By Orville Williams
Ahead of today’s discussion on the proposed National Sex Offender Register Bill, a group of residents is supporting its passage as an important tool to help protect women and children.
The bill – which was tabled in Parliament on Monday – proposes that sex offenders be required to inform the police of changes in their address, or any plans to travel or move abroad.
Those liable to be included in the register are people convicted of indecent assault, sexual assault and sexual indecency, and the offences covered include incest, prostitution involving a minor and the distribution of child pornography.
Further, members of the public who wish to know whether someone has been convicted of a sex crime, and whether they are on the register, must apply to the Police Commissioner to get that information.
A Parliamentary subcommittee is scheduled to meet this morning to hold discussions on the bill, as part of government’s plans to engage members of the public on the matter.
Ahead of that meeting, some residents spoke to Observer on the importance of the register as a means of protecting vulnerable persons.
“Personally, I do think that the Sex Offenders Register will play a vital role in protecting our women and children.

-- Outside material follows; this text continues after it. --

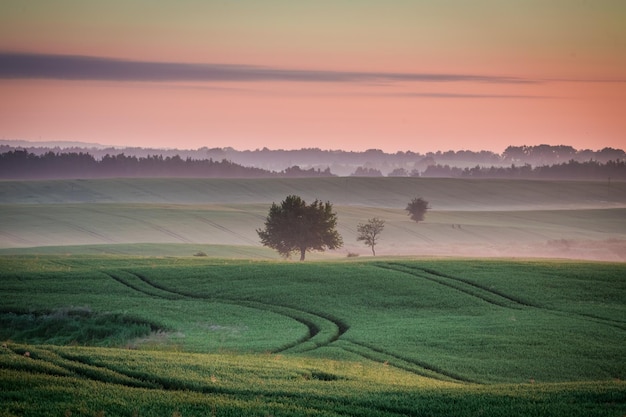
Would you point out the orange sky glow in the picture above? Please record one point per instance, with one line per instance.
(393, 75)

It has been long overdue; we have been crying out for legislation like this for many years now.
“I think it will add that extra layer of protection and allow our women and children to feel more at ease, and it will also help as a deterrent to those who think about committing any sort of heinous crimes against [women and children].
“I do believe this is a step in the right direction, to help us to start to alleviate some of the issues we see in society today,” Richard* declared.
All Saints resident Diana* agreed with Richard’s sentiments, saying, “while we do have a pseudo-list mentally, it would be good to have the necessary names out there on paper”.
She noted too that she will be watching the discussions carefully to ensure the components of the bill are adequate enough to protect those in need of protection, and that they cover all offenders equally.
“We need to ensure that the authorities are held accountable to ensure that the names that need to be on the list are [actually] on the list, and not just a select few,” she said.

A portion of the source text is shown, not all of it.